Sadly, the principal effect of Harvard’s decision and the publicity surrounding it has been to trivialize the battles going on at colleges across the country on how to end racism in academia. What we have instead is a no-risk protest over a name that has ended up challenging nothing fundamental. The name change won’t bring more minority students to Harvard or improve the support systems and course offerings for minority students already there.

The irony is that Harvard’s decision comes just as its president, Drew Gilpin Faust, an acclaimed scholar of the Civil War era, has published a compelling New York Review of Books essay, “John Hope Franklin: Race & the Meaning of America,” in which she takes on the question of how history can be used to right past racial wrongs.

The occasion for Faust’s essay is the 100th anniversary of the birth of African-American historian John Hope Franklin, who died in 2009. A Harvard Ph.D., Franklin was the embodiment of a scholar who sought to make his work relevant to society at large.

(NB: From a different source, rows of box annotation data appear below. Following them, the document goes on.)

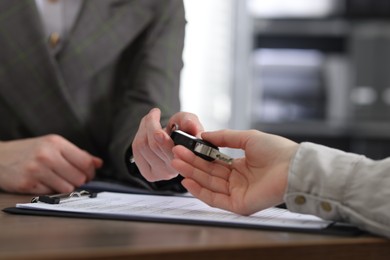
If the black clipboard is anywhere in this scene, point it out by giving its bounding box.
[3,193,366,236]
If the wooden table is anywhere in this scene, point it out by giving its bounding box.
[0,193,390,260]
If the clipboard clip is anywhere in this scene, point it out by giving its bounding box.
[31,190,97,204]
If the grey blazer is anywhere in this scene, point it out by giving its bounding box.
[0,0,185,187]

In addition to writing his now-classical 1958 study, “From Slavery to Freedom,” Franklin worked with Thurgood Marshall and the lawyers who prepared the case against segregation in Brown v. Board of Education. Later he did a report for the U.S. Civil Rights Commission on the history of civil rights in America.

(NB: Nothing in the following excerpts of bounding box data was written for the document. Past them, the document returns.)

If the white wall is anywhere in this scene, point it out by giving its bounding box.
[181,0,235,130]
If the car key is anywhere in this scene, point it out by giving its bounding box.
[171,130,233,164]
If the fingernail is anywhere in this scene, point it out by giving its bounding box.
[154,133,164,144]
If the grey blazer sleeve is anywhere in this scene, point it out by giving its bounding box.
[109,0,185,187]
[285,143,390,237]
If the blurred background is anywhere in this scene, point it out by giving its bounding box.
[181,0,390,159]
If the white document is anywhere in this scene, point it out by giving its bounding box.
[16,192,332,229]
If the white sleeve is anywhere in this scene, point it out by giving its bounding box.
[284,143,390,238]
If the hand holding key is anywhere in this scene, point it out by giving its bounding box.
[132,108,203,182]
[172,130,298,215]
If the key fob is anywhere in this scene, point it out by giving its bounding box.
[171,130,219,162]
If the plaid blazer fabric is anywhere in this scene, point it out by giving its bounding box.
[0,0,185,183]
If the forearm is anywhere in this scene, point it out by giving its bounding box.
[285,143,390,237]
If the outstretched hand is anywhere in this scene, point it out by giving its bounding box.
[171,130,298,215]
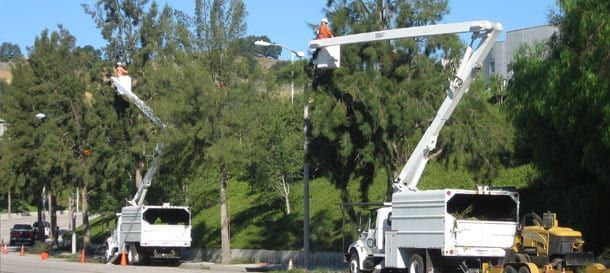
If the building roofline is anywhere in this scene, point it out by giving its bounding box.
[506,24,558,33]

When members of the Civil Rights Commission criticized Franklin for not producing a more moderate report, he replied, “I am afraid that I cannot ‘tidy’ up the history that Americans themselves have made.” It is in this refusal to gloss over the racism of our past that Faust finds Franklin’s greatest contribution, and she closes her poignant essay by addressing how today we must “unite history with policy and meaningful change.”

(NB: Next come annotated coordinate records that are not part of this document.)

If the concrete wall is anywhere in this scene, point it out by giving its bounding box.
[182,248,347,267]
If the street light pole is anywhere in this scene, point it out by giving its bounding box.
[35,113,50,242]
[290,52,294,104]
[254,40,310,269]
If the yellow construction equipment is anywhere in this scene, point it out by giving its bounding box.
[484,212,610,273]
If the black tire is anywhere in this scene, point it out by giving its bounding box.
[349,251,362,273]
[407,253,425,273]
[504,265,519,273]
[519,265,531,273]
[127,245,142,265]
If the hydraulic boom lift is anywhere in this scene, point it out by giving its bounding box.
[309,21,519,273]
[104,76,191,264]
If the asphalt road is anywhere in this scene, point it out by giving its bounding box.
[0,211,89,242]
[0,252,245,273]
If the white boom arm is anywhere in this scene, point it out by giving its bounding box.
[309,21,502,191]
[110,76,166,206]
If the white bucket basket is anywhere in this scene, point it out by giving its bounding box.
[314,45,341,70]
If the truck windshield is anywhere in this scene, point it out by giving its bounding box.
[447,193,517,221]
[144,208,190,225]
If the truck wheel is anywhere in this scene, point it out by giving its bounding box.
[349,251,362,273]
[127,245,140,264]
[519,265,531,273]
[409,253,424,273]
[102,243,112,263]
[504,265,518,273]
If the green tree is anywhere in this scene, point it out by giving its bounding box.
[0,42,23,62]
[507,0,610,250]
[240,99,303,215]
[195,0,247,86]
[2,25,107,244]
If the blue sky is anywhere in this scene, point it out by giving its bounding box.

Faust’s sentiments echo those of Columbia University’s Eric Foner, another acclaimed historian of the Civil War era, who earlier this year wrote a New York Times op-ed titled “Why Reconstruction Matters,” in which he insisted that understanding America’s failure to provide sufficient help to the freed slaves after the Civil War forces us to think of what we want to do now to achieve a racially just society.

Had Faust and Foner written their essays in the 1960s, when students were struggling to desegregate Woolworth lunch counters and, in the case of the 1964 Mississippi Freedom Summer, to register black voters, there would be a seamless connection between their sentiments and work being done on the ground.

The Harvard campaign to end the use of the term house master is a different matter. Within the university, the campaign had widespread support from faculty and administrators who have not liked being labeled as masters. “I have not felt personally comfortable with the title,” said Harvard dean Rakesh Khurana, who is now “co-head” of Cabot House.

But in comparison with the activities of students in the 1960s, there is something minor about the Harvard naming campaign. It is the antithesis of cutting edge. We are reminded that in the 1960s students took on the major battles for civil rights, and that today so many student racial battles have been internal to the university, focusing on smaller racial slights known as microaggressions.

To be fair to Harvard, it has also concerned itself with issues that go beyond the house master question. The college has issued a 37-page report by its diversity and inclusion group calling on Harvard to deal with a wide range of problems, including departmental offerings and faculty hiring.

The Harvard Crimson, Harvard’s student newspaper, is filled with stories about good-faith efforts on the college’s part to make student life more inclusive. Just prior to Thanksgiving, dozens of Harvard students, along with faculty and administrators, joined a rally in Porter Square in Cambridge to support student activism across the country.

But for the moment, it’s the house master story making headlines across the country, and it’s providing ammunition to critics who believe today’s college racial battles are rooted in private hypersensitivities rather than a fundamental struggle for racial justice. At a time when political correctness is alive and well, this result is a distraction neither Harvard nor higher education needs.